I tried to get my husband interested in swimming, and by his reaction you would think I’d asked him to undergo a manual extraction of his toenails, without anesthesia. He did try for a few months, but then began coming up with excuses for why it wasn’t the “right” program for him. Once, in a vulnerable moment, he admitted it bothered him that I could swim farther and longer than he could, and with better form (though mine’s not so hot). Now, seven or eight years on, he doesn’t recall saying it.

This year, for Lent, instead of fruitlessly trying to give up something like, say, caffeine or cursing, I decided to not just swim three times a week, but to exercise every day of the week. I asked my husband to join me, and he agreed. One part of the plan involved lifting dumbbells, which he normally doesn’t mind. The other was a yoga program I especially enjoy. I assured my husband the “gentle stretching” of yoga would benefit him immensely. He appeared doubtful, until I reminded him how yoga  had worked wonders for Eddie Glenn, a former Press employee.

With only a couple of lapses, I’ve maintained my routine, and have even managed to lose most of the weight I gained last fall when I suffered a lengthy attack of my brand of arthritis. This is despite my husband’s active participation in the resistance movement.

Every evening, before I leave work, I begin to devise a plan whereby I might get him to exercise without starting an argument. This isn’t always successful – especially on Tuesdays, when “NCIS” airs.
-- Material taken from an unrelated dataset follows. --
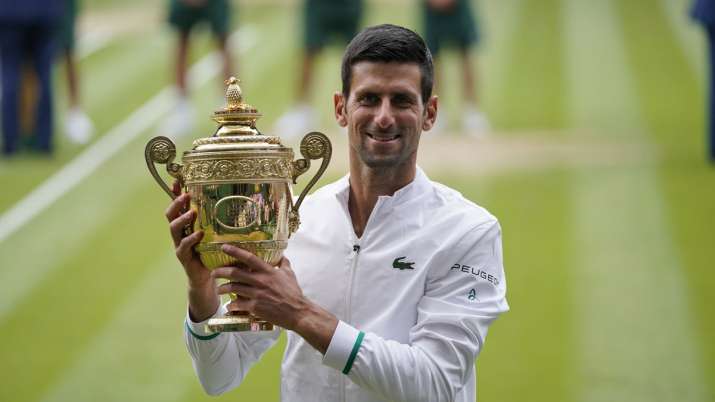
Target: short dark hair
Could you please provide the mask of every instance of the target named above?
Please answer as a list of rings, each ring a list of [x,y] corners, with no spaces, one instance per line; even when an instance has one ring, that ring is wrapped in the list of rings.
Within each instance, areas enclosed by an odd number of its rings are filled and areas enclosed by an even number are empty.
[[[375,25],[363,29],[350,41],[340,69],[346,99],[350,96],[352,67],[361,61],[415,63],[422,73],[422,102],[432,96],[432,54],[425,41],[412,30],[392,24]]]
I have more luck if there’s a rerun on. Since Tuesday is yoga night, he can’t watch the TV while working out, as he can during the boredom of weightlifting.

My husband isn’t as limber as I am, so he has trouble with some of the poses. What he lacks in dexterity he makes up for in heritage; being an Italian, he can produce far greater volume than I can in the complaint department.

“This is ridiculous! I don’t even know if I’m doing this right!” he hollered the other evening during one challenging pose.

I advised him to look at me, or the women on the video, to get the correct form.

“I can’t tell what they’re doing!” he yelled.

I advised him to stop making racket and concentrate on the “deep, even breathing” required for a successful yoga routine.

“If you’re gonna be that way about it, I just won’t do this again!” he threatened.

The hoped-for response from me – “OK, don’t do it anymore” – was not forthcoming. But I’m sure he won’t give up trying to give up. I have to be persistent for a few more weeks, when Easter rolls around, before I decide to let him off the hook. Hopefully I can “talk him into” continuing the regimen. I believe the verb most men would use to describe that type of “talk” is “nagging.”

It’s too bad stumbling blocks can’t be transformed into yoga bricks. My husband could use one until he get a little more flexibility.

Kim Poindexter is managing editor of the Tahlequah Daily Press.